A study in mice has revealed that treatment with an immune-boosting molecule called CSF-1 helps to trigger the body’s natural defence mechanisms in the liver.
Researchers say that if the therapy proves successful in patients, it could help those who are unsuitable for a liver transplant.
Patients with liver failure are highly prone to serious infections that can lead to sepsis, a potentially life-threatening condition in which the body’s immune system goes into overdrive and can make the patients rapidly deteriorate.
Transplantation is currently the only effective treatment for liver failure but is too dangerous for patients with sepsis.
Scientists led by the Medical Research Council Centre for Regenerative Medicine at the University of Edinburgh analysed patients’ blood samples for levels of CSF-1.
They noticed that patients with high level of CSF-1 in their blood were more likely to survive than those with the lowest levels.
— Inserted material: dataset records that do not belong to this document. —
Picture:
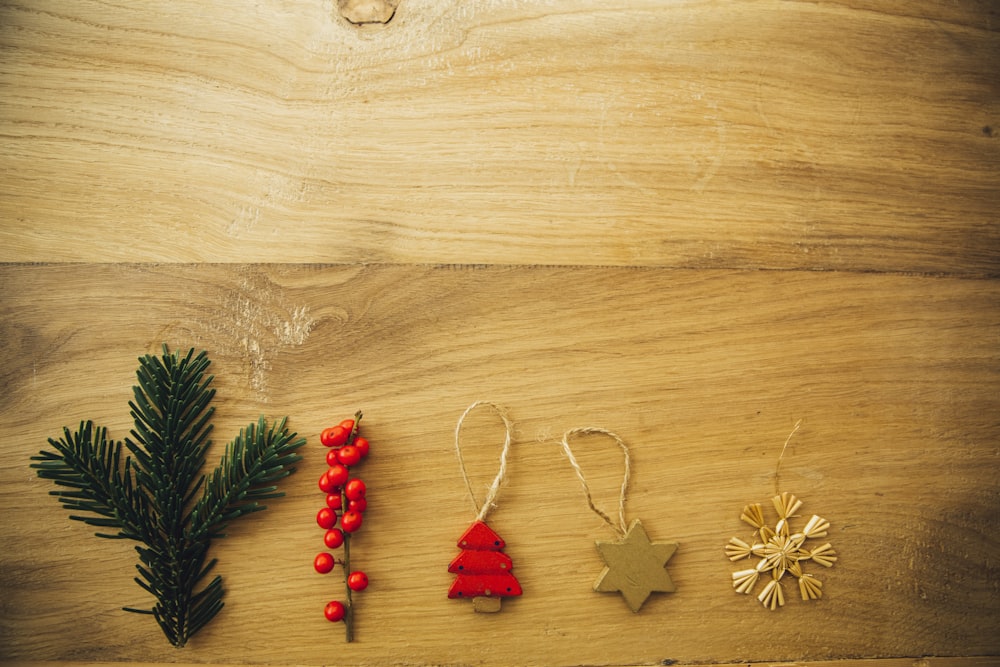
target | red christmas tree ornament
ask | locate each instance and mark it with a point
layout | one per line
(482, 571)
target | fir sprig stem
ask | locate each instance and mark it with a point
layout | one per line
(150, 497)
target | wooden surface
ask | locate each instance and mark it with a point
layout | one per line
(692, 223)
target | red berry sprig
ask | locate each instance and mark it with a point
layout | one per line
(346, 501)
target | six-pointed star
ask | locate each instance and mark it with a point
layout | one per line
(635, 566)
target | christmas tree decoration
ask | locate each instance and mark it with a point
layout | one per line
(482, 571)
(780, 549)
(158, 497)
(635, 566)
(349, 496)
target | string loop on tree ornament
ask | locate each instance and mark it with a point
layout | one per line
(482, 571)
(622, 526)
(489, 502)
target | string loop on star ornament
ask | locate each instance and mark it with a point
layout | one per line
(489, 502)
(622, 526)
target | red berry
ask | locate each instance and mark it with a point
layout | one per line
(326, 518)
(358, 581)
(351, 521)
(325, 484)
(348, 455)
(355, 489)
(334, 611)
(334, 436)
(359, 505)
(337, 475)
(362, 446)
(333, 538)
(323, 562)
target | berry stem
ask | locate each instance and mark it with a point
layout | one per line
(349, 615)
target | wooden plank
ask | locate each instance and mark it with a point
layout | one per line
(934, 661)
(703, 373)
(836, 135)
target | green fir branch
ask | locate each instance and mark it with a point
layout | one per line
(150, 496)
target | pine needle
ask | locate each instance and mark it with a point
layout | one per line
(156, 494)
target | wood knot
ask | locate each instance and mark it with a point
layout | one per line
(367, 12)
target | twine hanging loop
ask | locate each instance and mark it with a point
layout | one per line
(489, 502)
(621, 527)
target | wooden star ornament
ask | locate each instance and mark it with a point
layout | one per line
(635, 566)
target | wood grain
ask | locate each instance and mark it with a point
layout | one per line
(702, 372)
(691, 222)
(851, 135)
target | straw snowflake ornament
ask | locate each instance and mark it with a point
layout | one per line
(780, 551)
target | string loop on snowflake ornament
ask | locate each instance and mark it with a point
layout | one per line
(489, 502)
(622, 526)
(777, 466)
When they gave CSF-1 to mice with liver damage, they found that the treatment boosted the immune system to clear infections.
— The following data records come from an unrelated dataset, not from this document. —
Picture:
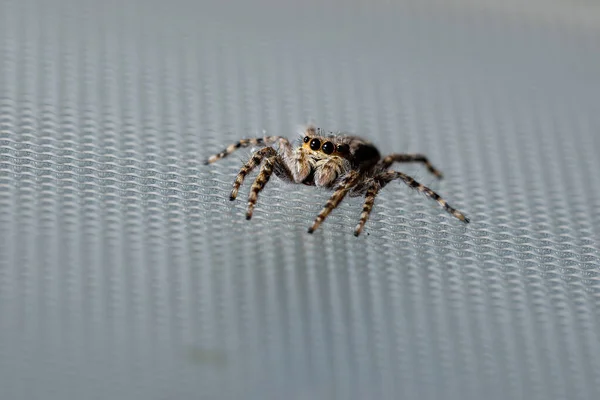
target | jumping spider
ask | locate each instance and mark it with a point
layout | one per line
(345, 164)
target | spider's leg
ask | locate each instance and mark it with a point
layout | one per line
(265, 141)
(420, 158)
(255, 160)
(266, 170)
(389, 176)
(338, 195)
(368, 206)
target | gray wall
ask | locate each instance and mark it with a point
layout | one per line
(126, 273)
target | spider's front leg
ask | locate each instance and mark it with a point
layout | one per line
(338, 195)
(264, 141)
(264, 174)
(400, 157)
(254, 161)
(372, 192)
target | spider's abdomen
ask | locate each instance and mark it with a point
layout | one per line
(363, 155)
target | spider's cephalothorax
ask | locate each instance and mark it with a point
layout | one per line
(348, 165)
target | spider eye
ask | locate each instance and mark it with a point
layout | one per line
(315, 144)
(328, 147)
(342, 148)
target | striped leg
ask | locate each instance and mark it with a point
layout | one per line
(266, 170)
(367, 207)
(266, 141)
(389, 176)
(338, 195)
(255, 160)
(392, 158)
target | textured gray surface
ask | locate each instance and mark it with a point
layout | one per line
(126, 273)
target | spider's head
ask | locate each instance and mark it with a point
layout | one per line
(359, 152)
(323, 146)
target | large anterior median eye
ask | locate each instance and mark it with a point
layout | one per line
(328, 147)
(315, 144)
(343, 148)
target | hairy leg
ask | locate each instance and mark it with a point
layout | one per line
(265, 141)
(338, 195)
(264, 174)
(389, 176)
(392, 158)
(254, 161)
(372, 192)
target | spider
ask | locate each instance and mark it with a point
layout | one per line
(348, 165)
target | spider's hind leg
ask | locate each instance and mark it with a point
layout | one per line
(389, 176)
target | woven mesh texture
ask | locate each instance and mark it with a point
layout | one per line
(126, 272)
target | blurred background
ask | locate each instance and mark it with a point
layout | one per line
(126, 272)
CSF-1 is a signalling molecule that recruits cells of the immune system called macrophages, which are part of the body’s first line of defence against infections.
Macrophages also help to remove damaged cells and have previously been shown to trigger the liver to repair itself.
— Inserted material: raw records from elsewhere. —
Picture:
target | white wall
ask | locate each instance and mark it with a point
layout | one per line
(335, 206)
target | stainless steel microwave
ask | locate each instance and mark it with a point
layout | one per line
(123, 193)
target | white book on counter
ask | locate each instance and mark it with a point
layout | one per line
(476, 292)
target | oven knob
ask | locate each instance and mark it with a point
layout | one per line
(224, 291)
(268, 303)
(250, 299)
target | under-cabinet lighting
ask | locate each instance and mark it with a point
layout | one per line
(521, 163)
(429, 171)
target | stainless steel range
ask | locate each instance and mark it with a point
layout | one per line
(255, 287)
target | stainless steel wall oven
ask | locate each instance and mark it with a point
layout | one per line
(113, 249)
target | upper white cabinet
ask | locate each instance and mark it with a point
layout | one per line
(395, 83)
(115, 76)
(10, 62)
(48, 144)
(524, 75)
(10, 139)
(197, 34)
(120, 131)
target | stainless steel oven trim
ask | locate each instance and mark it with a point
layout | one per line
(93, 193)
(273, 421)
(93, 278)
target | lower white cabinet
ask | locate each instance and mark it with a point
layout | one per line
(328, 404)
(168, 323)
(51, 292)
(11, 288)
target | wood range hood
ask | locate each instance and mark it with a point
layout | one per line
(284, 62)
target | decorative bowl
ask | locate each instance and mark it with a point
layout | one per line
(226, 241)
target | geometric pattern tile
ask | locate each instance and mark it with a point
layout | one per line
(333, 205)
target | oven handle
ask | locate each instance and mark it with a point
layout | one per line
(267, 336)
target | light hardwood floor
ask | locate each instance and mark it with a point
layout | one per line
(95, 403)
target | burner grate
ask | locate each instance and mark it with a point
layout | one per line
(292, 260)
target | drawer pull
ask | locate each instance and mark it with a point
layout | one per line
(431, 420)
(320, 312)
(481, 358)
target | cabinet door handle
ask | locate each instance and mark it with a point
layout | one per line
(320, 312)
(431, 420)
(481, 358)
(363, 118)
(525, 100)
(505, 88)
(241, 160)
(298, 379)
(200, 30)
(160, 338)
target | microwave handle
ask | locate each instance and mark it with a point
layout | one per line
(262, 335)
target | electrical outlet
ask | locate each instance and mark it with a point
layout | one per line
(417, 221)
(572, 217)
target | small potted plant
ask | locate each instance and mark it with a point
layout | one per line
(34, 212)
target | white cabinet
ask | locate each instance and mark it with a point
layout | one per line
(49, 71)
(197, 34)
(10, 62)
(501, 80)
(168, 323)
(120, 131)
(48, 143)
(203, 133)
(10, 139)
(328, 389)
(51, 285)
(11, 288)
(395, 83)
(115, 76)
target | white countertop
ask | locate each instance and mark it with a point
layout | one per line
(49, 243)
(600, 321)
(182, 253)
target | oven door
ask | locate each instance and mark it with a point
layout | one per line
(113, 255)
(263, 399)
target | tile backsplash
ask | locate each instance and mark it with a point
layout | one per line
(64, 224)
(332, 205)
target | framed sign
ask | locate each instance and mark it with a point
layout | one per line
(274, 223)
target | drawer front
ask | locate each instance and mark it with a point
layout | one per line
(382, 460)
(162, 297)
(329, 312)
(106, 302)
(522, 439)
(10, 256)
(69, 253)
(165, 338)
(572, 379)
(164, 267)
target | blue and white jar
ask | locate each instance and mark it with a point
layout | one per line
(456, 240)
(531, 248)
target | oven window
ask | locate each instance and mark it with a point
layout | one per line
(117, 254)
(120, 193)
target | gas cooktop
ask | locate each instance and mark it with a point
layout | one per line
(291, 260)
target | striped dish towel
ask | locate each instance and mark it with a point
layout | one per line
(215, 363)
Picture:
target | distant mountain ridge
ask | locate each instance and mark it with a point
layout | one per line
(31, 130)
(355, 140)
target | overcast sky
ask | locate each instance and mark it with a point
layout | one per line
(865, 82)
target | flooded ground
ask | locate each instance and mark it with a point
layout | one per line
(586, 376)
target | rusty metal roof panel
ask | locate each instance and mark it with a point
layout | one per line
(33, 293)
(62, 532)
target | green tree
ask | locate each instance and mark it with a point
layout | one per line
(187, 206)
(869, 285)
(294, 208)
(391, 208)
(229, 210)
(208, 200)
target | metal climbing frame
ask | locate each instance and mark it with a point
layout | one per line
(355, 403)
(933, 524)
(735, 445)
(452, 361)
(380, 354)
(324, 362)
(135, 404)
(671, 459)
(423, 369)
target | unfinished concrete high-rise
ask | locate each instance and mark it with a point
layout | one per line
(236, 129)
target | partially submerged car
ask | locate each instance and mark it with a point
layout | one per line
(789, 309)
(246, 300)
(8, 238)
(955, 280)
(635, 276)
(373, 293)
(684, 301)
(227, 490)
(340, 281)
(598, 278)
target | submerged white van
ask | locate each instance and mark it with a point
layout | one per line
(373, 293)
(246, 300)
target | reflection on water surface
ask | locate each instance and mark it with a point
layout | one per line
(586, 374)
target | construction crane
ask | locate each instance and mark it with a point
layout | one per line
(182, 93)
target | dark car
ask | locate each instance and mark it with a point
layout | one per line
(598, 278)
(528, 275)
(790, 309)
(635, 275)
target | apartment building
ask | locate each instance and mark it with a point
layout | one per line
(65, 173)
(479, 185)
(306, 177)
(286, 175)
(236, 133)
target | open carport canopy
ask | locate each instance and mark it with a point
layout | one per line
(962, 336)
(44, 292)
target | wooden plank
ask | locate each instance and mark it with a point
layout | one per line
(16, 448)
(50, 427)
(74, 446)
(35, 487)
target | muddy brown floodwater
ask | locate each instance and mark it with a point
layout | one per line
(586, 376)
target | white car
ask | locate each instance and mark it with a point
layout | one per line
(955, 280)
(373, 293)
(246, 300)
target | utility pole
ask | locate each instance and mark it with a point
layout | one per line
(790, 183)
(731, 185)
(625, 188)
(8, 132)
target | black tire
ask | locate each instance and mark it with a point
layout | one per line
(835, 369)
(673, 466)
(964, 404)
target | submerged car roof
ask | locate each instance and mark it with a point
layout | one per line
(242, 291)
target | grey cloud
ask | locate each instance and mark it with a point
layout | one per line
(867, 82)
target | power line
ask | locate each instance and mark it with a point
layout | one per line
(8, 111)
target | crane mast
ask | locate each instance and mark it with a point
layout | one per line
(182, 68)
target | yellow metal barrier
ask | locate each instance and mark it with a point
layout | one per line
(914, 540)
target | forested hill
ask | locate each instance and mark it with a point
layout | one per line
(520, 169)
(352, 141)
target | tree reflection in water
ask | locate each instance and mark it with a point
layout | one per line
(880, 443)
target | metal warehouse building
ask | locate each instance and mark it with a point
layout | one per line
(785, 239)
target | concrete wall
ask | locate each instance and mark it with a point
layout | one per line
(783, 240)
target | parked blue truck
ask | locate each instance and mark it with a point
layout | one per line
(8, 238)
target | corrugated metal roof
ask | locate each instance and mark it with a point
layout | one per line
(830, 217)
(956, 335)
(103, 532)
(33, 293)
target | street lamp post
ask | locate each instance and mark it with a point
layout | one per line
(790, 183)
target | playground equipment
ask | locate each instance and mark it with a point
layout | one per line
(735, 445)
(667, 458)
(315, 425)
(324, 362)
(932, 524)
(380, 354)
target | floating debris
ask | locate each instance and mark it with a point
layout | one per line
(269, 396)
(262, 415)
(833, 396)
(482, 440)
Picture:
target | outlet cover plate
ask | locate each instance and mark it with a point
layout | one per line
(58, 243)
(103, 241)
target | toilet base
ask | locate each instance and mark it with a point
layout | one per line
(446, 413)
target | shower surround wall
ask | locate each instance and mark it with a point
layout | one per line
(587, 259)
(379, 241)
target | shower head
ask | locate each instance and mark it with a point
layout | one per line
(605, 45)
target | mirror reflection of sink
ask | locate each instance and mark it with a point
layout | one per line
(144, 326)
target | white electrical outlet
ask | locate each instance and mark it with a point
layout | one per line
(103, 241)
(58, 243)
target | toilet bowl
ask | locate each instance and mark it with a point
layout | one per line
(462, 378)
Researchers say the treatment could help to boost recovery in cancer patients who have undergone surgery to remove part of their liver. It could also benefit patients with severe liver damage caused by paracetamol overdose.
The study is published in the journal Gastroenterology. It was funded by the Medical Research Council, the Biotechnology and Biological Sciences Research Council, the UK Regenerative Medicine Platform and the Wellcome Trust. Scientists at The Roslin Institute were involved in the research and provided the CSF-1 that was used in the study.
Professor Stuart Forbes, of the MRC Centre for Regenerative Medicine at the University of Edinburgh, said: “Severe infections are common in patients with liver failure and are often fatal. Our next step is to test whether the treatment is safe and effective in people, before it can be made available for patients with liver failure.”